Finely chop half the chives. Cut the remaining chives into pieces approximately 3cm long. Remove the outer leaves from the spring onion and cut the green part only into long, thin slices on the diagonal (the white part has a stronger flavour and could overpower the other ingredients). Carefully remove the pulp and seeds of the tomato and discard skin. Cut half the tomato into small dice and slice the remainder into thin strips (julienne). Pick the micro herbs (if using).
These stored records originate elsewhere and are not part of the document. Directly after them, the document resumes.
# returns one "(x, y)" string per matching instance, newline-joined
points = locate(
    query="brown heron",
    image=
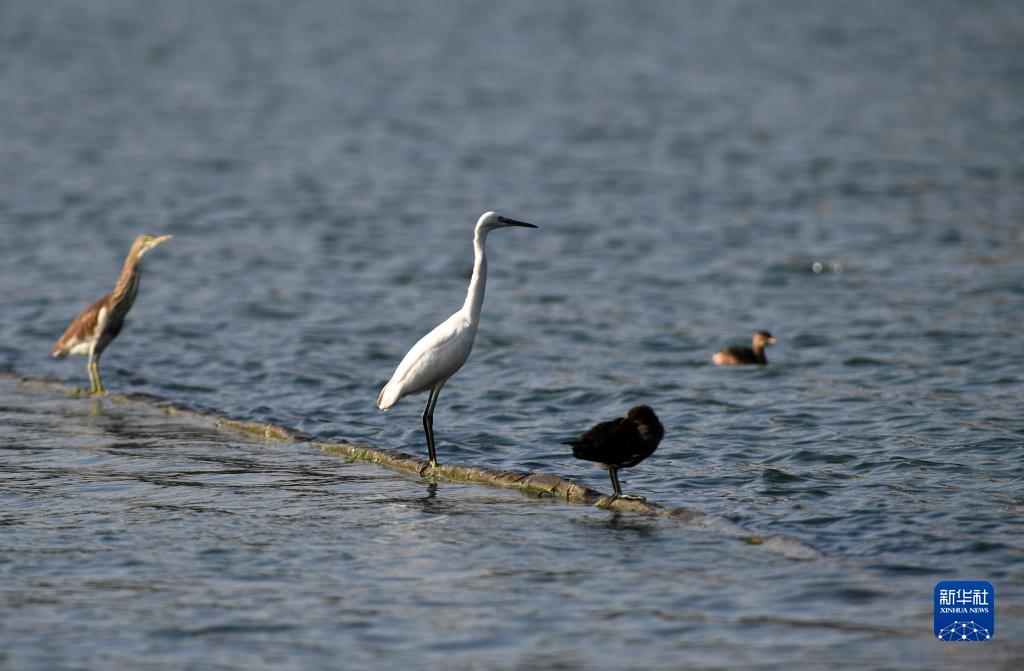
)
(622, 443)
(100, 323)
(738, 354)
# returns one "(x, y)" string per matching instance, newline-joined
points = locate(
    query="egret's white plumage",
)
(442, 351)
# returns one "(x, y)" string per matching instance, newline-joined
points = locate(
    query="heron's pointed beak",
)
(512, 222)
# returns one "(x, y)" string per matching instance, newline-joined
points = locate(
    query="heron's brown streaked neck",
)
(474, 297)
(128, 282)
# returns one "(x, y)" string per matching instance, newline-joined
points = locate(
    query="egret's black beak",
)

Remove the fish and serving plates from the fridge and using your sharpest knife, cut the fillet into 16 thin slices. Arrange four slices of fish on each of the plates to form a “plus” sign (see picture). Turn each plate slightly and place the remaining slices of fish in the gaps, to create another plus.
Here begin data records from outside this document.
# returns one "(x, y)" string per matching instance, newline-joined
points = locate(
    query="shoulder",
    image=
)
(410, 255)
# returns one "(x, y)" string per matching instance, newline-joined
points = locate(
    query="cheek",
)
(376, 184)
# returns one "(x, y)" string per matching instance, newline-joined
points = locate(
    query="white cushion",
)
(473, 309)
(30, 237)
Using chopsticks or a teaspoon place a small amount of yuzu pepper paste on the end of each slice of fish. Scatter the chives, sliced spring onions and chopped tomatoes over the fish. Place the tomato strips in the centre of each plate and dot the coriander leaves and micro herbs (if using) around the fish. Pour over the remaining ponzu sauce and drizzle over a few drops of garlic (or olive) oil. Dot a small amount of the cranberry ponzu sauce that you made earlier on each piece of fish – this will add colour and a hint of tartness to the dish. Serve.